In this portion, we define corresponding points for both images. We use the software provided from the student last year, and we define 64 points.
Below are the two images that I'll be performing face morphing on.
Below are the vertices and the triangulation of said points results.
In this portion, we create the a mid-way face between Rao and I.
We accomplish this by transforming the triangles from the tirangulations of each image to their mid-way values. This was done by a Affine Transformation which was computed through a change of basis matrices.
We do similar steps as from Part 2, but instead we continously warp and cross-disolve throughout the process. We control the amount of warping and cross-dissolving from 0 to 1, where 0 is my face and 1 is rao's face. Finally, said values are determined by which frame we are on in the morphed gif. So, at frame 1, we have 1/45 for warp and cross-dissolve values.
Observations: Overall, pretty good morph if I do say so myself. I added a few correspondence points to our shirts, but I think our left sides could have used more points since it looked a bit jarring. Furthermore, a small bunch of our hair seems to be morphing a bit unnaturally near the later end of the gif. However, the morph is overall pretty clean and I am proud of it.

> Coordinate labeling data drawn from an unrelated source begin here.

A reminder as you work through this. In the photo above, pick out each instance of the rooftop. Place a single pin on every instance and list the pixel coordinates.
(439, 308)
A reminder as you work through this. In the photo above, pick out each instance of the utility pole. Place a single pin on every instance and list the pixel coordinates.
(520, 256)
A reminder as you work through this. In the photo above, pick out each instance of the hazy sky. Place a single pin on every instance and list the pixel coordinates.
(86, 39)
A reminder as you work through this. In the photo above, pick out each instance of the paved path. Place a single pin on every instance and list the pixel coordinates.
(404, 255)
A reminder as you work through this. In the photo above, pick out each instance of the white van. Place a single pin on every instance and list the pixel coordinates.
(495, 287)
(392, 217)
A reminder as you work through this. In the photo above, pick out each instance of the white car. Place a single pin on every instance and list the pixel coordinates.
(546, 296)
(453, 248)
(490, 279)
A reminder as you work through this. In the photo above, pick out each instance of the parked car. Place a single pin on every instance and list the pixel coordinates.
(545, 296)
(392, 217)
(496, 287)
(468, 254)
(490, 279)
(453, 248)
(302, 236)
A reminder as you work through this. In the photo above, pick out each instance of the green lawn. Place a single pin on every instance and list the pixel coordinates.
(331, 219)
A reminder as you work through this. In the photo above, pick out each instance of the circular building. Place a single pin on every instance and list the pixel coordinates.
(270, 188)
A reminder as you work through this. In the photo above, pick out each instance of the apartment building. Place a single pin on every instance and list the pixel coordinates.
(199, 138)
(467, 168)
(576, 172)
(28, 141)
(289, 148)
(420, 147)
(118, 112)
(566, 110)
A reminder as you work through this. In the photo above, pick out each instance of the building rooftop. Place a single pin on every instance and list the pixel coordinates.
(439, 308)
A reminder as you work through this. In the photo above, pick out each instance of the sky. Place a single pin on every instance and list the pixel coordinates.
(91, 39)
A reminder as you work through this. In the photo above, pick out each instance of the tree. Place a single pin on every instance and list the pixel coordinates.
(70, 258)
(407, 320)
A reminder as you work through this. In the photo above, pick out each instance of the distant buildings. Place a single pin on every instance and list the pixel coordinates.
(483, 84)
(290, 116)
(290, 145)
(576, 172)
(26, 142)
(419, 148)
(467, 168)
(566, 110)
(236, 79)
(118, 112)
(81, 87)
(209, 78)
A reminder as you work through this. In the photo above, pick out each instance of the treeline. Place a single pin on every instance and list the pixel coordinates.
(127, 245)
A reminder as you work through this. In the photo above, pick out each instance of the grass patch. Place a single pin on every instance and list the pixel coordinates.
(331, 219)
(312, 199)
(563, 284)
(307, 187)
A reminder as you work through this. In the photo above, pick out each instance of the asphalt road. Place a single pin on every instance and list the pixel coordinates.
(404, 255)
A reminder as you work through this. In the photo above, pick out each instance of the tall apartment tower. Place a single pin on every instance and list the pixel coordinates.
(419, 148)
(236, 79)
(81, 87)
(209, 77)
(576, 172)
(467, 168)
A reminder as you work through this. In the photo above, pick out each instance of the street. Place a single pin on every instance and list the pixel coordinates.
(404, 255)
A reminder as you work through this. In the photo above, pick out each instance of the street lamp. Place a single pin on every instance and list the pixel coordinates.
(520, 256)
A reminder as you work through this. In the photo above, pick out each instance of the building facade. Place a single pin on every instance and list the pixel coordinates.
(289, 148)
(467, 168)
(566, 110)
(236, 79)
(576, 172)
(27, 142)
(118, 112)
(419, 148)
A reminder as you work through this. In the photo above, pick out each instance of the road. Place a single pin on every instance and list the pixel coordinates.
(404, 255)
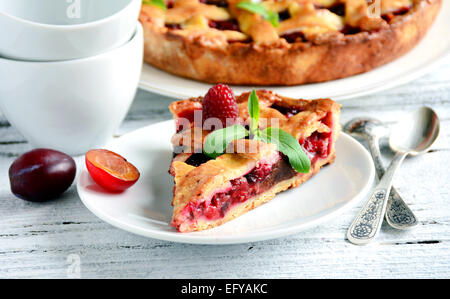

For this portion, we attempt to take the average face of the FEI Face Database and apply the average geometry on other faces!
To start, we warp some pictures from the FEI database and determine the average face, and the average geometry.
Now, let's see how some people from the dataset look when they are warped to the average face.
Pretty good overall considering I did not add too many correspondce points. However, 50a looks very unnatural. I think this is due to that picture being an outlier in terms of positoning, since the original image the person was facing a bit upwards. Also, the person's face is a bit unique.
For reference, here is 20a looked (the most natural looking transformation of the 4).
I would not have been able to tell it was a different picture if I was not looking at the ears!
Now, we (1) warp my 11th grade picture into the average geometry and (2) warp the average face into my 11th grade picture's geometry!
In this portion, we produce a caricature of my face by extrapolating from the population mean from the previous step.
I calculated p + 1.5(q - p) as the target correspondences, found the extrapolated triangulation, and then I finally warped my face to those targets.
Something that was mildy annoying while going through this project was the fact that I had to manually determine all the points in the images. This was time consuming and there was some backtracking involved when I had to include more points than what I had originally put down. Then, as I was scrolling through some past submissions, I see a student had implemented a "auto correspondence" using some python library. I figured, "why not, that sounds useful". So, here are the results of the auto correspondence feature!
So, I decided to look online ofr the average face of a turkish woman. For reference, I am a Indian man, so I was trying to change ethnicity and gender.
Below are the results...
Although the resulting image is a bit off, I would argue that it is more about my specfic image being a bit 'crooked'. Specifically, my nose is PRETTY crooked in the picture. Furthermore, the focal point are much different for the images. Specifically, my Focal Point is much higher than the average turkish woman's image.
I also think that I could have selected the correspondce points on my face better.
Furthermore, in the previous portion of the project (p4), when I morphed my face into the average face provided from the FEI face database, I morphed my self into the average Brazillian.